Después de su actuación, la abordó el mismo cliente, mientras se dirigía al camerino. Le puso una mano en la cadera y le preguntó:
– ¿Te gustaría desayunar conmigo, cielo?
La mayoría de las noches la manoseaban, a pesar de que a sus treinta y tres años era una de las mujeres mayores del club: había muchas chicas de diecinueve y veinte años. Cuando sucedía eso, no se les permitía montar un escándalo.

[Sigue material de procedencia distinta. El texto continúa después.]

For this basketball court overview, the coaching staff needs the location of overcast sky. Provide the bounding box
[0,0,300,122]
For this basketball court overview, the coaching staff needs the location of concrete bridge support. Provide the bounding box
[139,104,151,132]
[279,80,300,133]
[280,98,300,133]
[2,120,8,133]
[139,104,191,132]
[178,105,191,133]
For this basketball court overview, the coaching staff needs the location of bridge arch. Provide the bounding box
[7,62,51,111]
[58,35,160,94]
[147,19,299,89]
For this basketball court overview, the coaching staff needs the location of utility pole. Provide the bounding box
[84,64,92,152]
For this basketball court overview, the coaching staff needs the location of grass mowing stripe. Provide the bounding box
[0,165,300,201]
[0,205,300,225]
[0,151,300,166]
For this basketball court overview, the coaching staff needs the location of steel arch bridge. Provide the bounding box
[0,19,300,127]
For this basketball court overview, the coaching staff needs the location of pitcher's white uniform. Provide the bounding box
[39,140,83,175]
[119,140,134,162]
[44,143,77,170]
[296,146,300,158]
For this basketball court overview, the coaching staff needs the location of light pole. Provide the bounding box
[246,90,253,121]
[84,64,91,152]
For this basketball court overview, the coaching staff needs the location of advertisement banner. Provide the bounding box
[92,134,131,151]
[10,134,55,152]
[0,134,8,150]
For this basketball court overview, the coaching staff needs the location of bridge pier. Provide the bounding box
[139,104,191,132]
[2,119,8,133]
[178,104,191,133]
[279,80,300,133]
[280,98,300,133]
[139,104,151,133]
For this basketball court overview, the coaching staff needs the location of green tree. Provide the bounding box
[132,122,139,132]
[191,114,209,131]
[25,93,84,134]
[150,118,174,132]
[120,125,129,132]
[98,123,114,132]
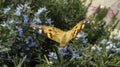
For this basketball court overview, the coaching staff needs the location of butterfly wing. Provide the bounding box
[31,24,65,44]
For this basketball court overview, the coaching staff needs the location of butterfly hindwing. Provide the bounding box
[31,17,88,47]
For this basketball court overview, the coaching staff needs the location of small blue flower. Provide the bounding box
[32,17,41,24]
[23,15,29,24]
[46,19,51,24]
[4,7,11,14]
[17,26,23,37]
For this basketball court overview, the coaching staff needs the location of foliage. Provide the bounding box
[0,0,120,67]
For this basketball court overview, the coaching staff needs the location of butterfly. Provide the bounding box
[31,19,89,47]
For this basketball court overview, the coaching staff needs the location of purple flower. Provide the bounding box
[17,26,23,37]
[35,7,46,16]
[25,36,32,44]
[23,15,29,24]
[20,52,25,56]
[46,19,51,24]
[15,5,23,16]
[4,7,11,14]
[32,17,41,24]
[30,41,37,47]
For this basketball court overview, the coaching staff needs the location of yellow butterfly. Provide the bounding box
[31,19,89,47]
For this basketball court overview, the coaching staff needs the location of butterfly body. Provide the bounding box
[31,17,90,47]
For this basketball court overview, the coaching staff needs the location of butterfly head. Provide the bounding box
[30,24,42,34]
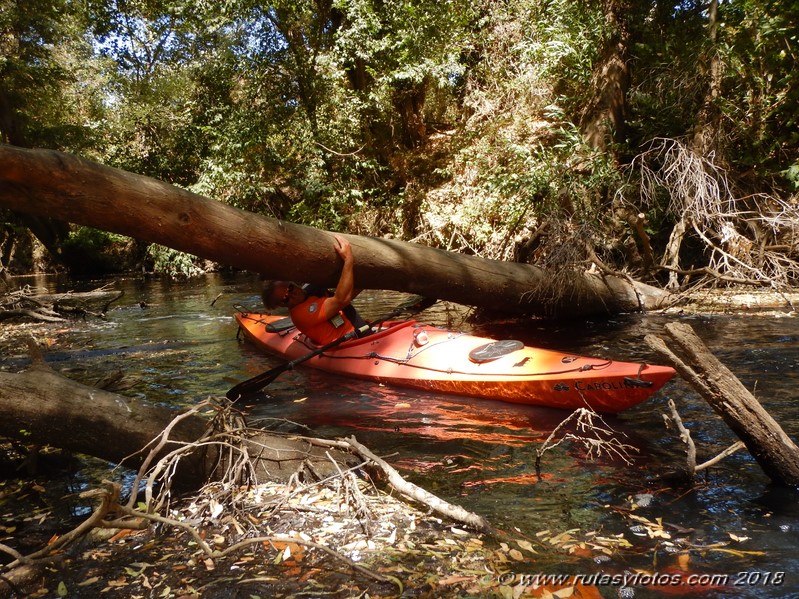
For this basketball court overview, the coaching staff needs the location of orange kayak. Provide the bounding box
[235,312,675,414]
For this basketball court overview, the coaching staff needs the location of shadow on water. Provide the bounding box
[0,275,799,597]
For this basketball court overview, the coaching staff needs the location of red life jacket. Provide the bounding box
[290,296,355,345]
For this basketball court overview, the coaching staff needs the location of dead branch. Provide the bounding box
[535,408,638,480]
[620,139,799,290]
[645,323,799,486]
[346,437,493,531]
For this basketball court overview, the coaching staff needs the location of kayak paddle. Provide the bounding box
[225,296,436,401]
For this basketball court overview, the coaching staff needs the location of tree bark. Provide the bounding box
[0,145,669,317]
[646,323,799,487]
[0,346,352,488]
[581,0,631,150]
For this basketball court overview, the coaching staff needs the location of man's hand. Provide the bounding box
[334,235,352,262]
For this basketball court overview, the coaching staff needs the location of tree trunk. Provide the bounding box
[0,145,669,317]
[581,0,630,150]
[646,323,799,487]
[0,356,352,488]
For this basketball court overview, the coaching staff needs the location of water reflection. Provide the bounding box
[0,275,799,597]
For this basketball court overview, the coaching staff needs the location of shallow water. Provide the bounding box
[0,275,799,597]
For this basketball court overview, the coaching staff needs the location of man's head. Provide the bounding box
[261,281,306,310]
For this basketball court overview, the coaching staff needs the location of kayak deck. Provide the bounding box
[235,312,675,413]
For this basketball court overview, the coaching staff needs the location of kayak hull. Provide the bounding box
[235,313,675,414]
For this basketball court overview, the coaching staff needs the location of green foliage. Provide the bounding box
[147,244,205,278]
[0,0,799,273]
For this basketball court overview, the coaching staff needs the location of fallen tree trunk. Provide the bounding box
[645,323,799,487]
[0,145,669,317]
[0,289,124,322]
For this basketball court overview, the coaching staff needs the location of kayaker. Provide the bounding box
[261,235,364,345]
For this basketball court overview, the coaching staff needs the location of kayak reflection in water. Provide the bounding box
[261,235,366,345]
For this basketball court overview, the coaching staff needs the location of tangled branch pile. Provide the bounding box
[632,139,799,291]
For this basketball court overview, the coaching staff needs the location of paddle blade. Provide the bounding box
[225,364,288,401]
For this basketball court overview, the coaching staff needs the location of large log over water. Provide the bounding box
[646,323,799,487]
[0,350,352,488]
[0,145,668,317]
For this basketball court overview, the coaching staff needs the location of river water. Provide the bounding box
[0,275,799,597]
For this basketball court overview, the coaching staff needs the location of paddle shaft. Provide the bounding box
[225,297,435,401]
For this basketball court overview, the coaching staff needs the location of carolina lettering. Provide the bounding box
[574,381,635,391]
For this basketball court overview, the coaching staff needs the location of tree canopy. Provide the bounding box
[0,0,799,286]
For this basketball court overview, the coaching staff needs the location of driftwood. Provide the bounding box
[0,338,358,488]
[645,323,799,487]
[0,144,670,318]
[0,342,490,530]
[0,287,124,322]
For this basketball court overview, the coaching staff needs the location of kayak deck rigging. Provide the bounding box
[236,312,675,413]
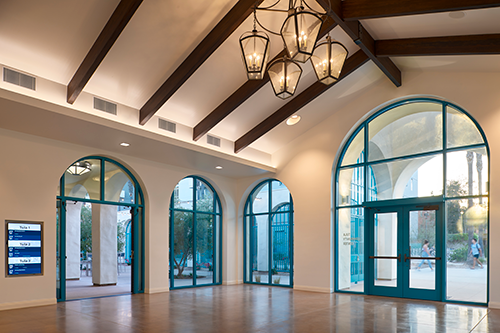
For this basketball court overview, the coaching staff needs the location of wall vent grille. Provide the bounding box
[3,67,36,90]
[158,118,177,133]
[94,97,117,116]
[207,135,220,147]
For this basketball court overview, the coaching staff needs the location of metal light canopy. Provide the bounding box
[267,57,302,99]
[310,36,348,85]
[281,7,323,62]
[240,28,269,80]
[66,161,92,176]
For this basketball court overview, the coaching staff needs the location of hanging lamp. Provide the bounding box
[310,36,348,85]
[267,56,302,99]
[281,0,323,62]
[240,10,269,80]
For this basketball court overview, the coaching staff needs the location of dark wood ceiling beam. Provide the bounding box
[193,17,337,141]
[342,0,500,21]
[234,50,369,153]
[139,0,263,125]
[66,0,142,104]
[375,34,500,57]
[316,0,401,87]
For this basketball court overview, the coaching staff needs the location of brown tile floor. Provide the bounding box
[0,285,500,333]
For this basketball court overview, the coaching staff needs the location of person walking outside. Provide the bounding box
[469,238,483,269]
[417,239,432,271]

Se suponía que debían poner la mejor de sus sonrisas, apartar la mano del caballero con delicadeza, y decir: «Esta noche no, señor». Pero en ocasiones esa respuesta no era lo bastante desalentadora, y las demás chicas le habían enseñado una réplica más efectiva:
– Tengo unos insectos pequeños en el vello púbico – le dijo -. ¿Cree que es algo que debería preocuparme?
El hombre desapareció.
Después de llevar cuatro años en el país, Maud hablaba alemán con fluidez, y gracias al trabajo en el club también había aprendido las palabras más vulgares.
El Nachtleben cerró a las cuatro de la madrugada. Maud se desmaquilló y se puso la ropa de calle. Fue a la cocina y pidió unos granos de café. Un cocinero al que le gustaba le metió unos cuantos en un cucurucho de papel.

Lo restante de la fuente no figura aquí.